Tuesday, July 24, 2007

Three and a Half Months

I can hardly believe how much has happened in the last few months. I started training on April 12, 2007. I was 288 lbs and 41.5% body fat. I couldn’t walk up stairs without labored breathing. I never slept well. I ate poorly. I never had any energy to do the things I wanted to do. Most of the time, I didn’t even feel well enough to enjoy going out with my wife.

I am now slowly moving from 265 lbs to 260 lbs and my body fat is around 24%. Michele comments regularly on my disappearing belly. Muscles are appearing in strange places around my body. I’m more energetic and I’m eating much better. I drink between 2 and 5 liters of water a day. I work out 3-6 days a week, doing everything from personal training to capoeira. I may be in better shape than I have been at any time in the last 10 years. I still weigh more than I did 10 years ago but I can’t recall the last time I could run this far or this fast.

The first month of training was very hard. I started out with an hour twice a week. I had to stop between almost every set and pant until I could breath again. Usually, I had to stop mid-set to catch my breath.

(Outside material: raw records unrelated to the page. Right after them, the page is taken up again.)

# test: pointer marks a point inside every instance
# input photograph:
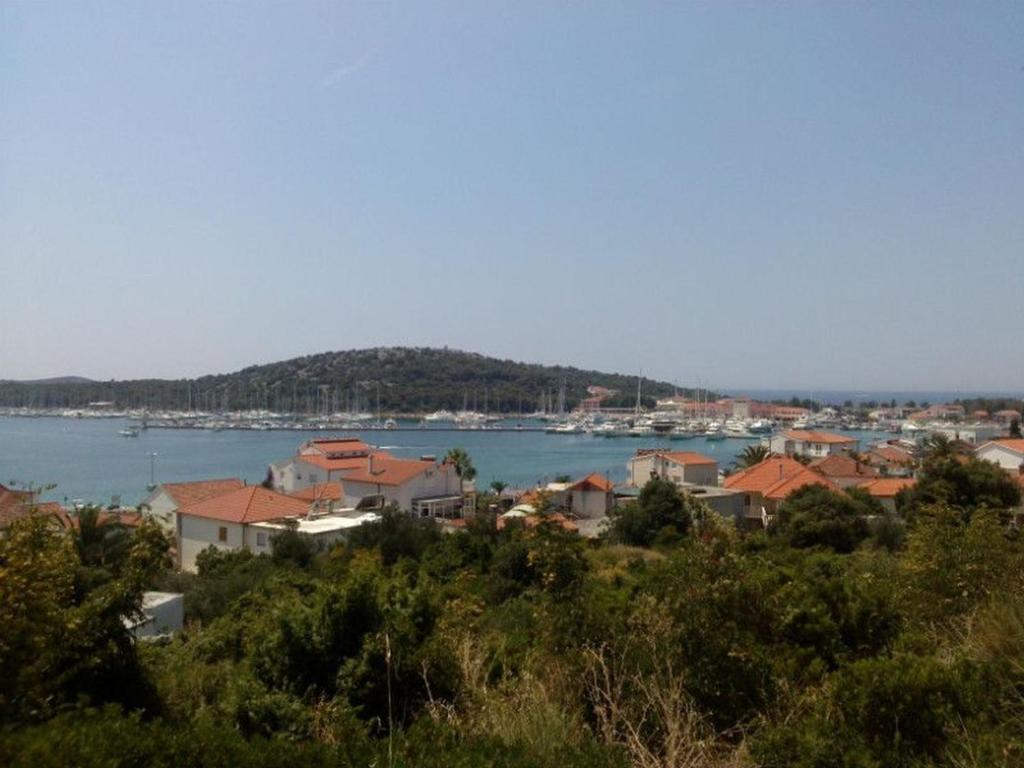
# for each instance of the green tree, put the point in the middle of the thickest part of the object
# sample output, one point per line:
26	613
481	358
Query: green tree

Once I hit that wall of cardio endurance, usually about 20 minutes in, I was wiped out for the rest of the hour.

Three to four weeks in, I started training for an hour, three times a week. I was fanatic about pushing myself. I was coming in to do cardio most days when I wasn’t training and even some days that I was. On off days, I sometimes did cardio twice a day. Being alive was great and feeling my body function and function reasonably well was a new and invigorating experience.

Towards the end of the second month, my left hand started feeling numb. Some exercises, like push-ups on the ground, actually hurt. Then, my hand started to get worse and my wrist and elbow started aching. I saw my doctor and he told me to do three things, get tests, see a neurosurgeon and stop lifting weights completely.

The next few weeks were miserable for me. I felt like a carpet had been pulled out from under me. Finally, I start doing something right and my doctor tells me to stop. I had many tests. I saw the neurosurgeon. They wanted to cut my elbow open.

I got a second opinion. I saw a physiatrist and his answers made a lot more sense than those I’d had so far. He could explain what was happening and could answer questions the other doctors didn’t even come close to. And above all, he prescribed physical therapy not surgery.

For the last month, I’ve been going to physical therapy a couple times a week. They’ve done ultrasound (for deep muscle heating), trigger point massage, hot packs, and talked to me about the root causes of my problem. I’ve been doing daily targeted stretches and more recently started a series of rotator cuff exercises. I’m slowly correcting my posture which we hope will stop the symptoms as I no longer need to compensate for weak muscles in my back. And above all, I can exercise again.

A month ago I started capoeira and also starting training again. My training sessions are targeted now to avoid making my arm worse and to help speed my recovery. I do a lot more legs. Capoeira is very intense for my legs as well. I’ve also started doing a lot of high intensity interval training in my cardio. The all out bursts, several times a work out cause a post work out increase in metabolism that really burns calories.

The point is, four months is enough to change your life. Are you in shape? Can you do the things you want to do without worrying about passing out along the way? Do you have the energy to love the people around you or even yourself? If you don’t, there aren’t any valid excuses. Get up. Do something about it right now. There is no better time to start.